Upon graduation, he performed street theatre in Denver, Colorado, under the direction of Peter Sellars, playing Wotan in Sellars’s The Ring of the Nibelung. He returned to Boston, where he continued to compose, act, and direct, writing and producing two original musicals: Pleasant Dreams and the murder mystery musical Say Goodbye, which was chosen as the inaugural Louis B. Mayer Memorial Production by the Radcliffe Office for the Arts.

Beginning in 1982 and continuing for nine years, he collaborated with director Bill Rauch on more than 20 productions. Sixteen of these were produced during his five years’ tenure as composer and sound designer in residence for the nationally acclaimed Cornerstone Theater Company. Cornerstone traveled all over the United States, settling in small towns and creating site-specific musical adaptations of classics such as Romeo and Juliet in Port Gibson, Mississippi (General Sherman’s “town too beautiful to burn”), The Oresteia on the Walker River Paiute Reservation in Schurz, Nevada, and The Good Person of Setzuan in the ranching community of Long Creek, Oregon. He returned to Boston in 1991.

Since then, he has created music and sound design at theatres in the Boston area and at regional theatres including the Oregon Shakespeare Festival in Ashland, OR; Court Theater in Chicago; the Chautauqua Festival in Chautauqua, NY; and Shakespeare & Company in Lenox, MA. He served as musical director for JoAnne Akalaitis’s production of The Iphigenia Cycle, both in Chicago and in New York City. He also served as musical director and arranger for Coolsville, an evening-long devised piece based on the songs of Rickie Lee Jones, and The Cradle Will Rock by Marc Blitzstein at The Boston Conservatory. He recently music directed (and created new arrangements for) Man of La Mancha, directed by Antonio Ocampo-Guzman, at New Repertory Theatre. He also music directed the Boston premiere of Shakespeare in Love, directed by Scott Edmiston, reprising the score he had composed for the U.S. premiere earlier in the season at Oregon Shakespeare. For his work on these two shows, he won the 2018 Elliott Norton Award for Outstanding Musical Direction. He was the Sound Designer and Composer for last season’s production of Everyman at Northeastern University.
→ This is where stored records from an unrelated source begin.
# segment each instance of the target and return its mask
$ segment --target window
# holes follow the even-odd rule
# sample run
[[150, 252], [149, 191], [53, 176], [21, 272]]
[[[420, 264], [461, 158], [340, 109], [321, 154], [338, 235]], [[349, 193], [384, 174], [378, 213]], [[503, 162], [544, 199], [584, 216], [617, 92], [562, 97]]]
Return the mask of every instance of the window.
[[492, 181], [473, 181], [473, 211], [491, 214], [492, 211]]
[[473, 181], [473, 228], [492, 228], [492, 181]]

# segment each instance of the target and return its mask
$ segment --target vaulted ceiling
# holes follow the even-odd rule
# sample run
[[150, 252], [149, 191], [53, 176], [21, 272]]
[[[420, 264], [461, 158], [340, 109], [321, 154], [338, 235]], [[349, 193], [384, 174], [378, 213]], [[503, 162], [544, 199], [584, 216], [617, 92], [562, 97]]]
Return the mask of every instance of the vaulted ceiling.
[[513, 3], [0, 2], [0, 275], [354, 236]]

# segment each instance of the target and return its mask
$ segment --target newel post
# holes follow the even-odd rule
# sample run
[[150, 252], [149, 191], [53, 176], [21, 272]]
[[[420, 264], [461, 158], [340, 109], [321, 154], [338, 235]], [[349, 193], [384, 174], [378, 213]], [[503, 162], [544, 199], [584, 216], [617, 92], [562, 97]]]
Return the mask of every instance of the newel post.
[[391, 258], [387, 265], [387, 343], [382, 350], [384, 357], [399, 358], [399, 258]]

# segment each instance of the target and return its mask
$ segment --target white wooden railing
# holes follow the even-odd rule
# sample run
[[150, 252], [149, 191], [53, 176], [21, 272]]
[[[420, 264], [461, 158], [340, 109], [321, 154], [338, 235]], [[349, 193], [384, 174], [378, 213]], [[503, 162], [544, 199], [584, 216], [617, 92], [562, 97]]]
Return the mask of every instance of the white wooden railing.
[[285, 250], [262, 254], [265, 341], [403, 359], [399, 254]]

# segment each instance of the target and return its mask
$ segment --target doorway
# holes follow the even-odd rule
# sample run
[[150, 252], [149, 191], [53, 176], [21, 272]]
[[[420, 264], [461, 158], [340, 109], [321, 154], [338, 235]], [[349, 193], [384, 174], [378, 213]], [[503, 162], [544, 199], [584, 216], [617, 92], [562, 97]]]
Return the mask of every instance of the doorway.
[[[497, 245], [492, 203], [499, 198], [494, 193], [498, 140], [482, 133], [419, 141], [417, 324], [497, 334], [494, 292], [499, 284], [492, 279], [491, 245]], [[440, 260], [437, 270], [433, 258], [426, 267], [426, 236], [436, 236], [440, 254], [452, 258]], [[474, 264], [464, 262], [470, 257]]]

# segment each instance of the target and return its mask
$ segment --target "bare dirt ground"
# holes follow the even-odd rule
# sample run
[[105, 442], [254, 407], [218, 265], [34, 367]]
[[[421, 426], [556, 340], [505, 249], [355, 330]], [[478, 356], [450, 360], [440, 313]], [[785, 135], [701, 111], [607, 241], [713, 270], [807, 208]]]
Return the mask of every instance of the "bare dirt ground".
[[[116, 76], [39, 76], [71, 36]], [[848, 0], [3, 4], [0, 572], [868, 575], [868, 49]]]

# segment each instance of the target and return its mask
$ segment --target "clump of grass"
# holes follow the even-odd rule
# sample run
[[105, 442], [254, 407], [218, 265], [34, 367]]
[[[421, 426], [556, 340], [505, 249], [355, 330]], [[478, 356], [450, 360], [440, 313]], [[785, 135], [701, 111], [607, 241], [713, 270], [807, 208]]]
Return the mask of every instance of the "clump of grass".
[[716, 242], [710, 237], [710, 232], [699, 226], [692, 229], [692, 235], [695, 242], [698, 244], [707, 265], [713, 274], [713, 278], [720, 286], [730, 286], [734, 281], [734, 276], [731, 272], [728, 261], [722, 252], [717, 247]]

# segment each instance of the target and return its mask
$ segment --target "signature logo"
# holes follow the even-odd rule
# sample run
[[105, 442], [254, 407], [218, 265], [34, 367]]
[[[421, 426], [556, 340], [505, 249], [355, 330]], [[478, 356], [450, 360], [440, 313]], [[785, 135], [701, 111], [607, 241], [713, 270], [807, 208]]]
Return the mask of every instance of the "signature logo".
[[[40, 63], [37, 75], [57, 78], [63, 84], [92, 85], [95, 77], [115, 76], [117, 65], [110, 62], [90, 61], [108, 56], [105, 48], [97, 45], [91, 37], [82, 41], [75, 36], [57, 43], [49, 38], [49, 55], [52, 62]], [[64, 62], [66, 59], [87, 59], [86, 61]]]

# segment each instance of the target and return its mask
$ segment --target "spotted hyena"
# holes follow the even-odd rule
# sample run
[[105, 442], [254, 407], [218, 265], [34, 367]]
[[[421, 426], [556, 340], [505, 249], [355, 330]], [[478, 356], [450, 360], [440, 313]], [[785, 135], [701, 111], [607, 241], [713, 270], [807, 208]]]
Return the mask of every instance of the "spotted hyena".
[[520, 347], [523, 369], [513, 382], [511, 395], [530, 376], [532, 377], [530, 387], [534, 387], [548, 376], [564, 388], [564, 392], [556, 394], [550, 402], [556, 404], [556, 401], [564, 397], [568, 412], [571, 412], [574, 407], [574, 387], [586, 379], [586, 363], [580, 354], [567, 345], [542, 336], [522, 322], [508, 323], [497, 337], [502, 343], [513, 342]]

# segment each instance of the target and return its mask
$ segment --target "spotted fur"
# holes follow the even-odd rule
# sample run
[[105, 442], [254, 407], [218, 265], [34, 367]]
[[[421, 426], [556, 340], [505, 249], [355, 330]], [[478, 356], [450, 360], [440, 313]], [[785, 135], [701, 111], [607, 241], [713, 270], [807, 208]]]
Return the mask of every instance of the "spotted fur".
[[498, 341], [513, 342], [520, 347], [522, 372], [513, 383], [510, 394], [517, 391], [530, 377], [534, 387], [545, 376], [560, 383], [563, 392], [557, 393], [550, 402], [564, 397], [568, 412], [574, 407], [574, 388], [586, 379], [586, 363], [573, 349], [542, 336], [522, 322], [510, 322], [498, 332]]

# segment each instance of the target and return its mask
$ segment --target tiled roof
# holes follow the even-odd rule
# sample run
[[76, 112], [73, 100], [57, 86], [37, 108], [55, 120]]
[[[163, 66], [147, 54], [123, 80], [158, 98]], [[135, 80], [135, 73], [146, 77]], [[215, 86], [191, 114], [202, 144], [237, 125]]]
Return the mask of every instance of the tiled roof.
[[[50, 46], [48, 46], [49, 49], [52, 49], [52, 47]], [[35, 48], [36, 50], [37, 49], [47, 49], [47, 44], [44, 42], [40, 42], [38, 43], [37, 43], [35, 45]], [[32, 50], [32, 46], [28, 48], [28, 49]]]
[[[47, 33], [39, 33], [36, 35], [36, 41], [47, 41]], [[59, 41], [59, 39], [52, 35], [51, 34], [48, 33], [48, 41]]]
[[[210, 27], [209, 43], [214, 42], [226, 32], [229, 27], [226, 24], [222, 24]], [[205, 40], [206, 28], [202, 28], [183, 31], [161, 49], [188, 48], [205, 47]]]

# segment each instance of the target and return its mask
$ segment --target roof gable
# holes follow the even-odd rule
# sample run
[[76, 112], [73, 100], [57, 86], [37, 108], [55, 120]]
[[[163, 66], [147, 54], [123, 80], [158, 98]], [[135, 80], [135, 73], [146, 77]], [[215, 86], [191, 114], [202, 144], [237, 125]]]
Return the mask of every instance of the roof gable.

He is Program Director for the New Opera and Musical Theatre Initiative (NOMTI), which supports the development of new musical theatre in the New England region, primarily through its Advanced Writers Lab (AWL)A cabaret of his songs, Rogues’ Gallery, was presented at the Cornelia Street Café in New York City. He wrote lyrics for Cupcake, music by Michael Wartofsky and libretto by Bradley Seeman, in performance at Boston’s Club Café, and is presently working on the revision of the libretto. A one-act musical, The Rag Doll, with book by Silvia Graziano, received an IRNE (Independent Reviewers of New England) nomination for Best New Play. His full-length musical Glory has been developed at the NOMTI AWL, where he is presently working on an opera, Aunt Sonya’s Sofa, based on the story by Mikhail Kuzmin.